India and several tropical countries are blessed with availability of larger suitable area and availability of sun for more time in a day. We could go for large scale solar farms of 800 to 1000 Mega watt capacity and use this energy in the grid and also it is available for the desalination process at the coastal regions.
Solar power satellite
Another possible option is the use of space based solar power stations. The solar power satellite placed in geo-stationary orbit, which would all the time transmit the solar radiation in the form of microwave energy, which can be collected by the fixed remote stations and converted into electrical energy. Thus, electrical power will be continuously available for helping the reverse osmosis process to generate large-scale drinking water supplies. This enables not only solving the drinking water problem; it also solves the energy crisis which the world will have to face in the coming years. The study indicates that the space based solar power stations have nearly 10 times greater capital utilization than equivalent sized ground solar stations and in the overall economic analysis it will be the best solution.

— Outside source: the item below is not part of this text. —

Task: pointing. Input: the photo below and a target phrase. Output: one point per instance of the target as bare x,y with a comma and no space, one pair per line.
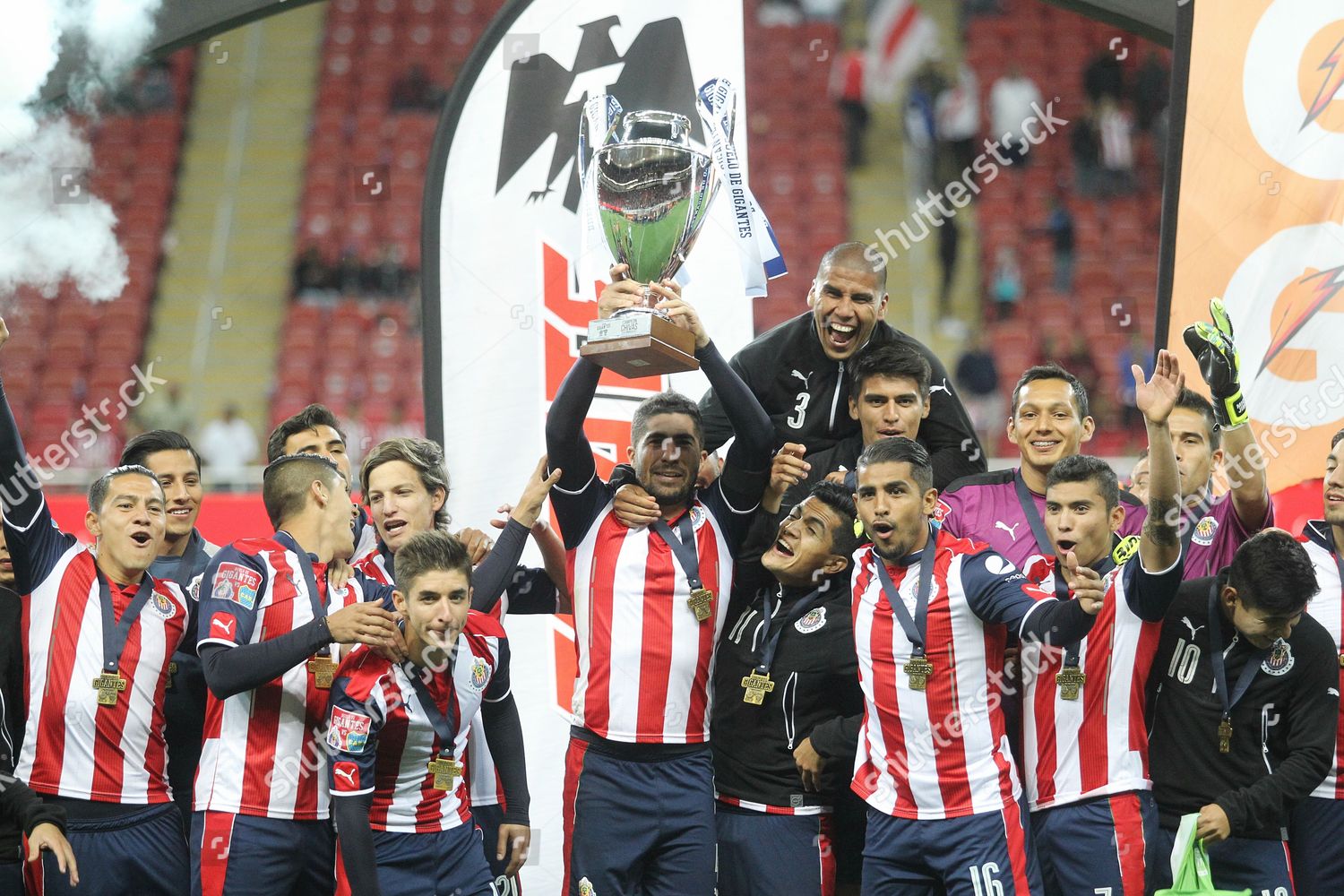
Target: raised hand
1158,397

Providing Urban Amenities in Rural Areas (PURA)
India has decided to launch Providing Urban amenities in Rural Areas (PURA). It envisages the three connectivities physical, electronic and knowledge connectivity leading to economic connectivity. It is strategically important to introduce micro desalination plant wherever possible in the PURA schemes. This will also reduce the pressure in the urban areas.
India and other tropical countries in the region largely depend on monsoon for cultivation and for drinking water. While there are several schemes of water management being worked out in many countries including India, we have to find a solution to the failure of monsoon. Networking of rivers leading to water availability to the most of the parts of country coupled with forest area increase, the seasonal rain pattern may give certain benefits. Scientific research is essential to find newer solutions to combat the seasonal monsoon fluctuations.